You can choose different kernels during the training phase. The kernels are mapping functions, and they are used to determine the distance of a term vector from the edge of the class. For a description of each of the kernel mapping functions, see the documentation for cts:train
in the MarkLogic XQuery and XSLT Function Reference.
As part of the iterative nature of training to create a classifier specification, one of the overriding goals is to find the best threshold values for your classes and your content set. Ideally, you want to find thresholds that strike a balance between good precision and good recall (for details on precision and recall, see XML SVM Classifier). You use the cts:thresholds function to calculate the thresholds based on a training set. For an overview of the iterative process of finding the right thresholds, see Methodology For Determining Thresholds For Each Class.
Because the classifier operates from an XQuery context, and because it is built into MarkLogic Server, it is intrinsically XML-aware. This has many advantages. You can choose to classify based on a particular element or element hierarchy (or even a more complicated XML construct), and then use that classifier against either other like elements or element hierarchies, or even against a totally different set of element or element hierarchies. You can perform XML-based searches to find the best training data. If you have built XML structure into your content, you can leverage that structure with the classifier.
For example, if you have a set of articles that you want to classify, you can classify against only the <executive-summary>
section of the articles, which can help to exclude references to other content sections, and which might have a more universal style and language than the more detailed sections of the articles. This approach might result in using terms that are highly relevant to the topic of each article for determining class membership.

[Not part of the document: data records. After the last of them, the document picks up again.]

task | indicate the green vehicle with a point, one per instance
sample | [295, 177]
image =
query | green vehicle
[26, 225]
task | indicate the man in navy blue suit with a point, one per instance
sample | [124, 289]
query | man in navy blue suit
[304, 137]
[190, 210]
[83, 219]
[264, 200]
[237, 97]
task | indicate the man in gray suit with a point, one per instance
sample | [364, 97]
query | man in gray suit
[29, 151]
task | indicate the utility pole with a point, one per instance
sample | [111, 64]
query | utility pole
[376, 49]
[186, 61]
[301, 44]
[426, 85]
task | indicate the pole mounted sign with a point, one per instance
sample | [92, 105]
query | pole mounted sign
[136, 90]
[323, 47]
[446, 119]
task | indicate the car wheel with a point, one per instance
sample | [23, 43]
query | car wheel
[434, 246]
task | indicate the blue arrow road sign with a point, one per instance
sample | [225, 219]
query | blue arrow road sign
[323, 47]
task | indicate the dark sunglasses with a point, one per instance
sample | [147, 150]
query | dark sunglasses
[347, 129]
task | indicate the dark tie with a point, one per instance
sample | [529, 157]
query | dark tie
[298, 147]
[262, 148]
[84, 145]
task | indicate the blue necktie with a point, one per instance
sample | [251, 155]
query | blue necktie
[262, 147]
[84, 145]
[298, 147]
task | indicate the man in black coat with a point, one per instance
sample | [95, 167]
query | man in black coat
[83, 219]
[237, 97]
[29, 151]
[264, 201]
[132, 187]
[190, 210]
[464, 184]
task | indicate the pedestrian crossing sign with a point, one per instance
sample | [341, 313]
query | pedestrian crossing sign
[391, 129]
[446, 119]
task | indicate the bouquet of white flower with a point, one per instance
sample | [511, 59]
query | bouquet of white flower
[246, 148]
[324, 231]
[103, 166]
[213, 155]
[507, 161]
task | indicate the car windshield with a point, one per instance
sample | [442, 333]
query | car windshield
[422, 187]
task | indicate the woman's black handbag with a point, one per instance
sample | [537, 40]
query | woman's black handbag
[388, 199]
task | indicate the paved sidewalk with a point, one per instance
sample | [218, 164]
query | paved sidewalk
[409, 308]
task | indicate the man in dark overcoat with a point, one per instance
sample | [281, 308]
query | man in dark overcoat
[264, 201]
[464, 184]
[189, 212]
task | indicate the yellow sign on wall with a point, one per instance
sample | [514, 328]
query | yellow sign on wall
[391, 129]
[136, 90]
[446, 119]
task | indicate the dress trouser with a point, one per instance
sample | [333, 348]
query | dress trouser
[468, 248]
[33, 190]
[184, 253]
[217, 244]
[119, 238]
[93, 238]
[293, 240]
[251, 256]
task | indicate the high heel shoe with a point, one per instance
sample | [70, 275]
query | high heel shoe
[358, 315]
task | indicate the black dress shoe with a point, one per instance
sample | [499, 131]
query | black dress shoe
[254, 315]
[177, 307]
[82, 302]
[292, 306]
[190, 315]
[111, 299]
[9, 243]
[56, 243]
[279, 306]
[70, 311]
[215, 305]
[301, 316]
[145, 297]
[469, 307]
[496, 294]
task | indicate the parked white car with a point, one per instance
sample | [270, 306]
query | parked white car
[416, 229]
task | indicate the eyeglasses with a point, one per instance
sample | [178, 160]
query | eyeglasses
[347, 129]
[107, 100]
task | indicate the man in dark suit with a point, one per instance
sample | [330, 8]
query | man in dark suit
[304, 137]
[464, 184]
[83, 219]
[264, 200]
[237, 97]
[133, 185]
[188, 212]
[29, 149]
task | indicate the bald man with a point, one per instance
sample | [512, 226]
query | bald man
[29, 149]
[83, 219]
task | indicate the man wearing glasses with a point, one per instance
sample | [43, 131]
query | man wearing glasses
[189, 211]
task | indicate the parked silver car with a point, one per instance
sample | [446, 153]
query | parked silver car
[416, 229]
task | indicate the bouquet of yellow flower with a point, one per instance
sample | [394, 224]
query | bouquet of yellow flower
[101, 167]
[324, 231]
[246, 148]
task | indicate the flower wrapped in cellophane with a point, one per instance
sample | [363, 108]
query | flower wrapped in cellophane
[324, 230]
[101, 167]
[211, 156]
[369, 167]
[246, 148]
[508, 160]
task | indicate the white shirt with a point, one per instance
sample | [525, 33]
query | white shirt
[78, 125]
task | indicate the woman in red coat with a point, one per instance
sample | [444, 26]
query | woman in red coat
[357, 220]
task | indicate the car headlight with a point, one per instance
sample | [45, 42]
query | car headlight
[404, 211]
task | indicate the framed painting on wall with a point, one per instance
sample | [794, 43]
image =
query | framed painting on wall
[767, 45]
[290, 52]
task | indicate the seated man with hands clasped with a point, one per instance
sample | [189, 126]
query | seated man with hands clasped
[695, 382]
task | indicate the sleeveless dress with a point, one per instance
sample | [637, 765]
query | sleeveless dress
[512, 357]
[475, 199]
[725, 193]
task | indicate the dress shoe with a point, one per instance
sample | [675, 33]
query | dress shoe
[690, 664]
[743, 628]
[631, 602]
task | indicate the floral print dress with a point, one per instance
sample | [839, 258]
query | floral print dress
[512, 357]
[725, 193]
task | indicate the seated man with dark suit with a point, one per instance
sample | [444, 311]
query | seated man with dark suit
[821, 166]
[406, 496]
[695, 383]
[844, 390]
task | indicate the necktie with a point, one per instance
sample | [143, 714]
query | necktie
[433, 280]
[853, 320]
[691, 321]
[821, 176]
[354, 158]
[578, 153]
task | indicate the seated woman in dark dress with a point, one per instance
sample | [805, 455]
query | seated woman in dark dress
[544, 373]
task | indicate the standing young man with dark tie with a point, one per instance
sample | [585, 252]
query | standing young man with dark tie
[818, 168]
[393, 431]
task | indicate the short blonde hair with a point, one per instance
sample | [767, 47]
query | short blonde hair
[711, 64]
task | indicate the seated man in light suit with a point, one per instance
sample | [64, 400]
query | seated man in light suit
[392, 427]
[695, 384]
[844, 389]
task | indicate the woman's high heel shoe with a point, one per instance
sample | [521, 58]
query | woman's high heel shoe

This section describes the training content set you use to create a classifier, and includes the following parts:
The quality of your classification can only be as good as the training set you use to run the classifier. It is extremely important to choose sample training nodes that not only represent obvious examples of a class, but also samples which represent edge cases that belong in or out of a class.
Because the process of classification is about determining the edges of the classes, having good samples that are close to this edge is important. You cannot always determine what constitutes an edge sample, though, by examining the training sample. It is therefore good practice to get as many different kinds of samples in the training set as possible.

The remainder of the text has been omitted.